Nullability and metadata are preserved as long as the target format supports them.

```python
print(yads.to_sql(spec, dialect="duckdb", pretty=True))
```
```text
CREATE TABLE catalog.crm.customers (
  id BIGINT NOT NULL,
  name TEXT,
  email TEXT,
  created_at TIMESTAMPTZ
)
```
```python
pyspark_schema = yads.to_pyspark(spec)
for field in pyspark_schema.fields:
    print(f"{field.name}, {field.dataType}, {field.nullable=}")
    print(f"{field.metadata=}\n")
```
```text
id, LongType(), field.nullable=False
field.metadata={'description': 'Customer ID'}

name, StringType(), field.nullable=True
field.metadata={'description': 'Customer preferred name'}

email, StringType(), field.nullable=True
field.metadata={'description': 'Customer email address'}

created_at, TimestampType(), field.nullable=True
field.metadata={'description': 'Customer creation timestamp'}
```

## Design Philosophy

`yads` is spec-first, deterministic, and safe-by-default: given the same spec and backend, converters and loaders produce the same schema and the same validation diagnostics.

Conversions proceed silently only when they are lossless and fully semantics-preserving.
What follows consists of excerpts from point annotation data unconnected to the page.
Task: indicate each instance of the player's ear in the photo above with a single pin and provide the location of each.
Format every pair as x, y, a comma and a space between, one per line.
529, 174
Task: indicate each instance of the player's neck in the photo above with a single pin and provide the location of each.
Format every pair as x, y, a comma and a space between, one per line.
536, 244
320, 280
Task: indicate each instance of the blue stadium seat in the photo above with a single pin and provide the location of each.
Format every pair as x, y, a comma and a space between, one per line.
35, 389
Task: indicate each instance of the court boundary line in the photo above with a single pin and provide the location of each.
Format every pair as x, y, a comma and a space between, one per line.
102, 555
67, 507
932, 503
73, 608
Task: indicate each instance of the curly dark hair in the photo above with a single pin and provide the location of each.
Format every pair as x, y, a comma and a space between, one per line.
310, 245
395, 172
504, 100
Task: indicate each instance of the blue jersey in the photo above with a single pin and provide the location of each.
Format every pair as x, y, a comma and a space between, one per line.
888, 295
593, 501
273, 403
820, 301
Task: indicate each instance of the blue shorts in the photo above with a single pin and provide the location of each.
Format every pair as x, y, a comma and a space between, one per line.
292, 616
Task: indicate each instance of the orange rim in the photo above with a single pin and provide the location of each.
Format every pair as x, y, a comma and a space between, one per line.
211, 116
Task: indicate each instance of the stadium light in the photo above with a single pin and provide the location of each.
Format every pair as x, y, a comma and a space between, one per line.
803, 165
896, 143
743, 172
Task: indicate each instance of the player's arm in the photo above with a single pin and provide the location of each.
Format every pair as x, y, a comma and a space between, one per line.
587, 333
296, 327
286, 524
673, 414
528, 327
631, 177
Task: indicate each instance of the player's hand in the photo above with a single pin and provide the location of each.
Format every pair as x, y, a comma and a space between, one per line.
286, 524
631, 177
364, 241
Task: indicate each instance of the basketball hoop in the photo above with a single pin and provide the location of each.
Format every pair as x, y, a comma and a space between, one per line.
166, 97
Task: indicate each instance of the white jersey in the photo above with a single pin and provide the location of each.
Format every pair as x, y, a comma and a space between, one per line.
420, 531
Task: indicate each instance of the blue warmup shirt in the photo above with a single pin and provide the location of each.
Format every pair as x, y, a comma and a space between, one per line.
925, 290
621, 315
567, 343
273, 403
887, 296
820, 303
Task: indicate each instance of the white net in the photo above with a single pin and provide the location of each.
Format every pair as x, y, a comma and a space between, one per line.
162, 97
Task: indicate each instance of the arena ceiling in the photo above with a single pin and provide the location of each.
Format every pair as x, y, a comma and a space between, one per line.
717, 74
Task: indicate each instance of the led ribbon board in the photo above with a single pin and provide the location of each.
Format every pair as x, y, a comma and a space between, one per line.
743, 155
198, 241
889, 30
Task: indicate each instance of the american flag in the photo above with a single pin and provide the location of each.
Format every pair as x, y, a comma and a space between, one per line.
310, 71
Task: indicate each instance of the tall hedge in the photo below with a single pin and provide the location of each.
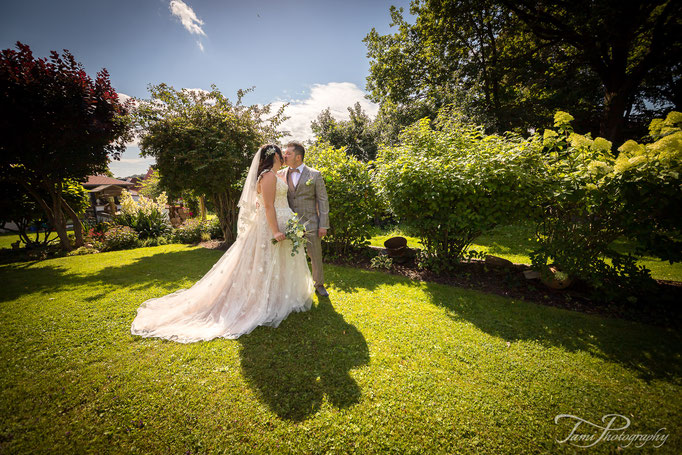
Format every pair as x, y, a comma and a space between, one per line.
450, 182
596, 196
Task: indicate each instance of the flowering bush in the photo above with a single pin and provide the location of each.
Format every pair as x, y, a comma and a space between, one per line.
120, 238
353, 202
149, 218
450, 182
594, 199
189, 231
212, 228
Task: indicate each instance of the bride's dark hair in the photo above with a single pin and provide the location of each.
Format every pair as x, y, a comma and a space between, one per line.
267, 157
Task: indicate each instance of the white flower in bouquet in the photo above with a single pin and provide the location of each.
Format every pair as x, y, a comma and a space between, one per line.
295, 231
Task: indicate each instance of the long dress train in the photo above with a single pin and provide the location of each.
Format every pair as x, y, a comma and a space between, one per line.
254, 283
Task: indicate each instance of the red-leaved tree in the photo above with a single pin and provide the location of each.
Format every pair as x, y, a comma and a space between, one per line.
56, 123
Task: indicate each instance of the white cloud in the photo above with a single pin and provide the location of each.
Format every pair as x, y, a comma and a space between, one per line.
122, 97
187, 16
337, 96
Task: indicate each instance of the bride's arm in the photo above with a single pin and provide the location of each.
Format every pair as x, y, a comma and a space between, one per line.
268, 186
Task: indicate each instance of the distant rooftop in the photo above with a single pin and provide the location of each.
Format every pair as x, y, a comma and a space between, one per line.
97, 180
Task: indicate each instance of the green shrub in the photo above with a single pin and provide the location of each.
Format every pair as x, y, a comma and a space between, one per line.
594, 199
120, 238
189, 231
353, 201
82, 250
148, 218
381, 261
212, 228
449, 183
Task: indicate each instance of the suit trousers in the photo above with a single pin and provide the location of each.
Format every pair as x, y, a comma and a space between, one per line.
314, 249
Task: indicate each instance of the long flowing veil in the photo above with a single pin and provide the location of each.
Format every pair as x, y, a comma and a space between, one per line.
248, 200
253, 283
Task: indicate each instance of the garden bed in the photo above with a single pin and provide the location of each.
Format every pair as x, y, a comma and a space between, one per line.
661, 308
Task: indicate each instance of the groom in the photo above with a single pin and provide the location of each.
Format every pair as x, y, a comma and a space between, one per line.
308, 198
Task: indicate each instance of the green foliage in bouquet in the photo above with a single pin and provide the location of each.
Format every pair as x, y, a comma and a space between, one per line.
295, 233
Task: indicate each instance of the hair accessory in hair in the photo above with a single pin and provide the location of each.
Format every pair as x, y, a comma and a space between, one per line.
269, 151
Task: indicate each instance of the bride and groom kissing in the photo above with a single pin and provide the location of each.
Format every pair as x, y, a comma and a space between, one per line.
257, 281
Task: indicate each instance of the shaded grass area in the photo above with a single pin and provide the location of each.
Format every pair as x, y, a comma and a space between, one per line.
383, 365
7, 238
515, 243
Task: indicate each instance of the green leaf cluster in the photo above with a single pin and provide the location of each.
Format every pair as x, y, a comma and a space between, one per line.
594, 198
353, 202
450, 182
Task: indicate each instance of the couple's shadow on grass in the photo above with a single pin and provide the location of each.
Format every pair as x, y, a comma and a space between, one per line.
309, 356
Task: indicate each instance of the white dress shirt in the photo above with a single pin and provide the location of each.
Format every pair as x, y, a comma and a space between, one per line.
296, 176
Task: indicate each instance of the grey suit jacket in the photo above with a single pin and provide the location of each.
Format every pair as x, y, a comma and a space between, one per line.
309, 200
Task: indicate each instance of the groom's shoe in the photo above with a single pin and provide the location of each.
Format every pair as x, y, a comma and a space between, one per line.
321, 291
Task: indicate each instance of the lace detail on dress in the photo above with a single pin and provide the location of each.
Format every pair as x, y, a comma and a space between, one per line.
254, 283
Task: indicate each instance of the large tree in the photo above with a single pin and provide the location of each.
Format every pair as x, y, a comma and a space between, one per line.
624, 43
503, 68
204, 143
357, 135
56, 124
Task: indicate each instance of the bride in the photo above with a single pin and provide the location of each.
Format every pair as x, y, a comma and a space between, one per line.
254, 283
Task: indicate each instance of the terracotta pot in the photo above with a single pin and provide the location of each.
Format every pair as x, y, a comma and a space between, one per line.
553, 282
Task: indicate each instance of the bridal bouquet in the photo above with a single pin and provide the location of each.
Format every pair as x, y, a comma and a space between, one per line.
295, 231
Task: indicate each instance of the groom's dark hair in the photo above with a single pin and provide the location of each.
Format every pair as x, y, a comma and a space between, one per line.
298, 148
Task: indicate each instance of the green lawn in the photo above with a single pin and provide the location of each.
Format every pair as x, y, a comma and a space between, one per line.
383, 365
513, 243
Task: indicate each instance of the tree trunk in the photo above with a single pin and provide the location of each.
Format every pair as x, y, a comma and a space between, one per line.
54, 213
202, 207
59, 219
613, 119
77, 226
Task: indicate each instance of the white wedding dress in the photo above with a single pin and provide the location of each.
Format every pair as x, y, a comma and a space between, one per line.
254, 283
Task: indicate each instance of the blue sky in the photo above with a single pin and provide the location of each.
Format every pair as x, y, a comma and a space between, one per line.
309, 53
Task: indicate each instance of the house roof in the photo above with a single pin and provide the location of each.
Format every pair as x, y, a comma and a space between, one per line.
97, 180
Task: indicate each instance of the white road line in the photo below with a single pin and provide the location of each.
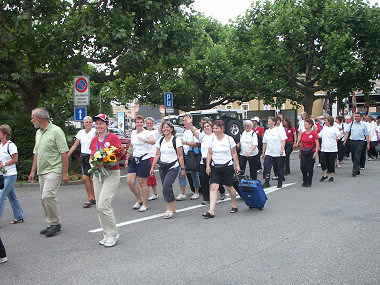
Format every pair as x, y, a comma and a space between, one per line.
123, 176
267, 191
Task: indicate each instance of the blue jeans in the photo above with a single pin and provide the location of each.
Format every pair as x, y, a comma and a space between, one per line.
9, 192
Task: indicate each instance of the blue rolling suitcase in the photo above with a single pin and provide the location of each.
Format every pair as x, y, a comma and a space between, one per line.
252, 193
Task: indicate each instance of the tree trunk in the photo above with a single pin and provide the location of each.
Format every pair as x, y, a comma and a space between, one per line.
30, 96
308, 101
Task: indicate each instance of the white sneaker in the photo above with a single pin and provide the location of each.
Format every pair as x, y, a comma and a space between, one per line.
136, 205
194, 197
143, 209
153, 197
111, 241
180, 197
103, 241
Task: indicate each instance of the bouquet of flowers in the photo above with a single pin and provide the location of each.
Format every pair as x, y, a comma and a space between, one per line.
106, 158
2, 170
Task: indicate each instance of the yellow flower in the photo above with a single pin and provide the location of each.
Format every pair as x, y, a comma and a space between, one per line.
112, 158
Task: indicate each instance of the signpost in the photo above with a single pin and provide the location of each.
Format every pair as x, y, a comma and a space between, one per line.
81, 91
168, 99
80, 113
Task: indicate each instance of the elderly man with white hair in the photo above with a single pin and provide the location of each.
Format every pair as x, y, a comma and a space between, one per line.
51, 164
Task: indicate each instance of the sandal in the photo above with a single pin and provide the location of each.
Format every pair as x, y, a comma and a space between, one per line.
168, 215
208, 215
234, 210
15, 221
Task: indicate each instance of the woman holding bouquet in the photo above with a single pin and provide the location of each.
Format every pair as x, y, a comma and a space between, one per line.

When a backend cannot represent type parameters but preserves semantics (constraint loss, e.g. `String(length=10)` → `String()`), `yads` converts and emits structured warnings per affected field.

Backend type gaps are handled with value-preserving substitutes only; otherwise conversion requires an explicit `fallback_type`. Potentially lossy or reinterpreting changes (range narrowing, precision downgrades, sign changes, or unit changes) are never applied implicitly. Types with no value-preserving representation fail fast with clear errors and extension guidance.

Single rule: preserve semantics or notify; never lose or reinterpret data without explicit opt-in.